Where to Live? An Interactive Geospatial Data Digestion Framework Implemented in R with Shiny
Where are the best places to live? How do you answer this question?
If you turn to Google, there are many "top 10" lists, generated by someone else who does not know your personal needs. If you have retired, you might not care much about salary; if you do not have kids, education costs might mean nothing to you; if you have strong political views, you might not want them to clash with your neighbors'; if you have serious lung issues, air quality might be more important than anything else. We don't all share the same concerns, and one size does not fit all.
The question is: how do we go about finding the answer that does fit individual need?
How about choosing among a variety of available data, assigning your priority, and ranking the candidates based on your specific input?
Here is a prototype of the described solution, using R and Shiny. I invite you to play with this interactive map generating app, and make your own judgement.
An interactive spatial data digestion framework has been implemented in R with Shiny, to help answer questions set up as: "where is the best place to ...?" The web app ranks US counties based on user input, and visualizes the results using Leaflet map, along with other quantitative plots facilitating the "where's best" decision making process. Assuming a matrix-like data structure, the computational core of the framework combines a row-and-column filtering system with a weighted-average score generator. The delivered prototype product is hosted at shinyapps.io, with its source code shared on GitHub. For people interested in the thought process behind the scene, here is a short version of this blog, which is the project wrap-up presentation given at the end of the 2 week project period. This blog post completes the planned documentation package, with special effort devoted to the motivation, background and discussion sections.
Motivation & Background
My vision for this project is based on the following considerations:
1) The strengths of R and Shiny
R is an open source programming language and environment known for its statistical analysis capability, vectorized programming style and abundant plotting packages. Shiny is a fast growing extension to the R family, providing a web app development and hosting environment, without requiring html or java script knowledge. While browsing the R Shiny gallery, I was immediately impressed by the featured map generation functionality utilizing Leaflet or googleVis.
2) Personal appreciation of the power of maps
I come from a computational geoscience background. Geoscientists deeply appreciate the power of maps and love making them.

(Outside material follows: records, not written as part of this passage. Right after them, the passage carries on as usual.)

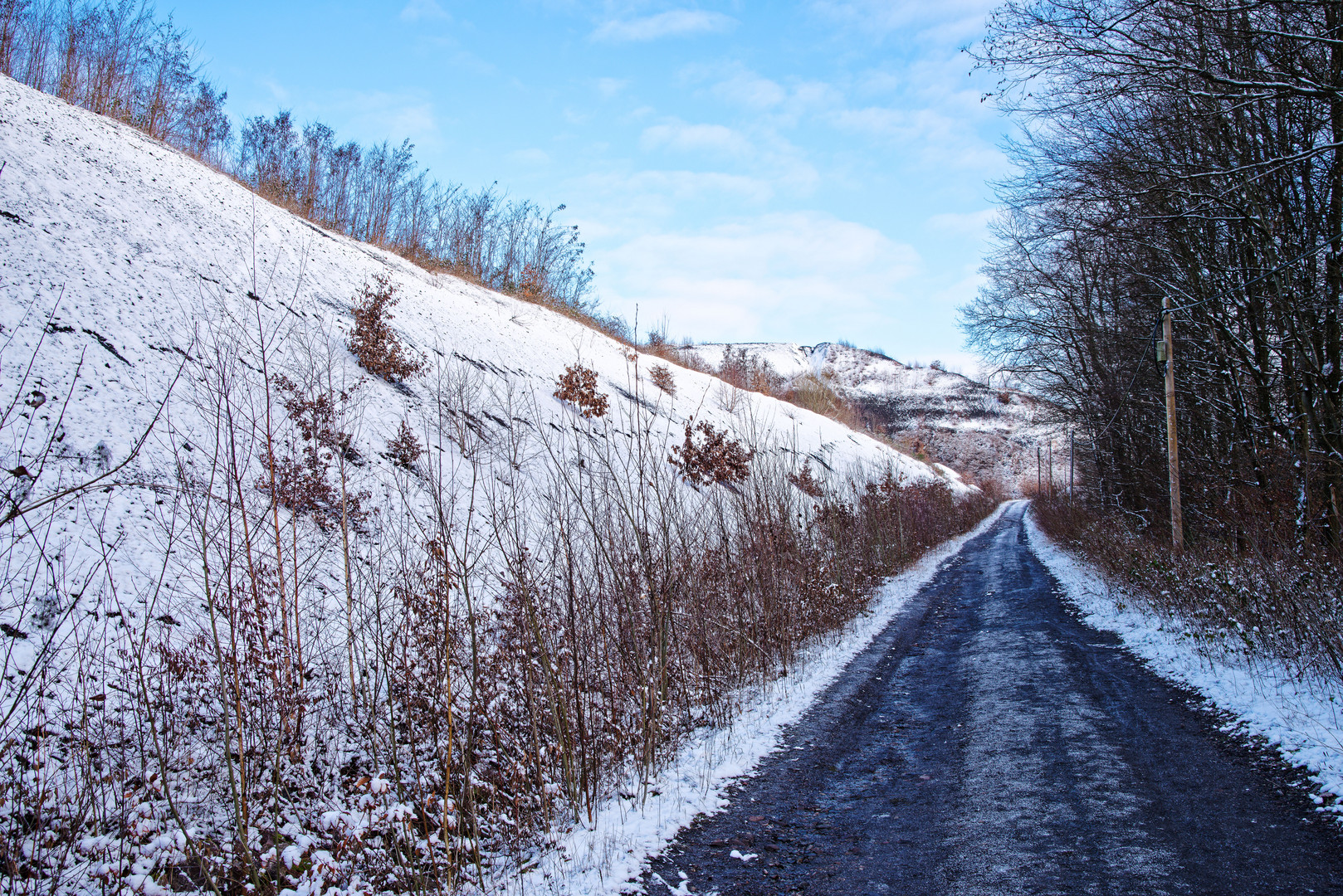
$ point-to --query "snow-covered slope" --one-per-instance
(982, 431)
(129, 245)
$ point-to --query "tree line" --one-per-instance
(1184, 151)
(119, 60)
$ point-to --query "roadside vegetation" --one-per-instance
(1184, 152)
(398, 676)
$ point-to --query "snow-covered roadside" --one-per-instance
(604, 856)
(1301, 719)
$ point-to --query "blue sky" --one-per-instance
(747, 171)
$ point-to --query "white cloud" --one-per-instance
(608, 88)
(532, 158)
(372, 116)
(751, 90)
(422, 10)
(974, 225)
(715, 139)
(942, 21)
(672, 23)
(799, 275)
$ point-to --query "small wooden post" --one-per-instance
(1072, 462)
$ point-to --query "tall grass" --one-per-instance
(403, 683)
(1264, 597)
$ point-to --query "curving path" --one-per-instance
(989, 743)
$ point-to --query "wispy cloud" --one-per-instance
(777, 275)
(608, 88)
(422, 10)
(673, 23)
(715, 139)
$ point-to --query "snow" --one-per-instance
(130, 246)
(604, 856)
(982, 431)
(1301, 719)
(121, 257)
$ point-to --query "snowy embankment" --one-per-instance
(289, 597)
(132, 247)
(610, 852)
(1303, 719)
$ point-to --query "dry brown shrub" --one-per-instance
(661, 377)
(374, 342)
(1267, 597)
(578, 386)
(804, 481)
(716, 458)
(404, 449)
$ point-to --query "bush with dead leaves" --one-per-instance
(374, 342)
(578, 386)
(713, 458)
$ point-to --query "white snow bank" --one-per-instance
(1301, 718)
(606, 856)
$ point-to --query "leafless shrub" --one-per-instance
(374, 342)
(713, 458)
(1265, 598)
(404, 449)
(804, 481)
(578, 386)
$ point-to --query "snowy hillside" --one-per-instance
(129, 246)
(978, 430)
(304, 603)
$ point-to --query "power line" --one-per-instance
(1160, 317)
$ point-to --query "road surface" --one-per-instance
(990, 743)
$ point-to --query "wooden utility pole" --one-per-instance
(1072, 462)
(1051, 468)
(1171, 445)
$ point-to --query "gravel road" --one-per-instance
(989, 742)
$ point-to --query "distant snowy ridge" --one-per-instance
(986, 433)
(125, 241)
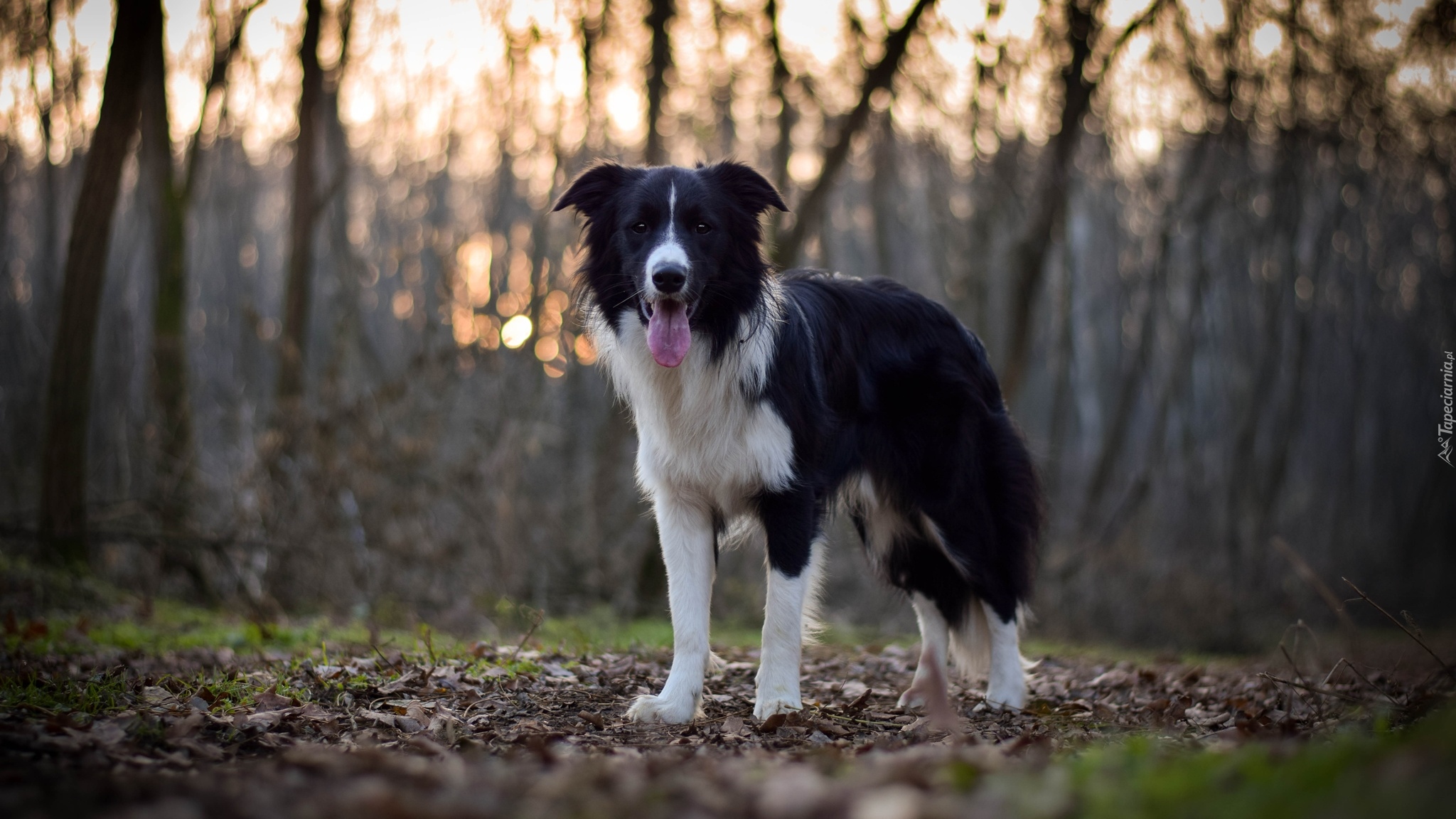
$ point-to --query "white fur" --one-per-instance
(935, 641)
(982, 645)
(687, 551)
(704, 445)
(698, 433)
(790, 604)
(1007, 681)
(669, 251)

Decisions are made on maps, from everyday-life decisions (with a GPS in your hand) to billion dollar decisions (think about offshore drilling).
3) Interest in decision making process
One of the biggest personal decisions using maps is where to live. Is it possible to quantify the criteria and measure the trade-offs? Before we dive into this detailed problem, let's generalize the typical decision making process.
When facing a large amount of input data and a variety of choices, you start by reducing what goes into the decision process by filtering down the data (shortlist generation). This filtering step is often well described with clear quantitative rules (keyword count, acceptable range of measurements, and so on), but the next step is much more labor intensive and less clear. When a committee need to pick the top 1 from the 3 shortlisted candidates, the process might involve a lot more than merely shortening the list from 300 to 3, with consistency and record-ability as additional challenges.
A few slides were developed to demonstrate one common decision making workflow, which could be quantified and automated. The specific version shown is implemented in my project. It starts with a general column-and-row filtering system during the "300 candidates to 3" stage, and ends after a weighted-average score generation and ranking step during the "shortlisted to winner" stage. The weighted-average linear system offers not only the benefit of simplifying but of scaling. The weighted-average routine naturally handles data expansion as I keep adding new columns to the data set. With advantages, however, there are also some limitations that will be detailed in the discussion section.
Project Scope and Deliverables
After the brain storm design stage, the project moves into the detailed scoping and execution stage.
For any project, an on-time delivery is usually the top priority, yet passionate developers always want to do more and keep adding sophisticated functionalities. A general good practice is to have checkpoints and fast-track deliverables planned at the beginning. At any given point past the proof-of-concept fast-track effort, make sure to always have a deliverable working version (and yes, use version control like Git).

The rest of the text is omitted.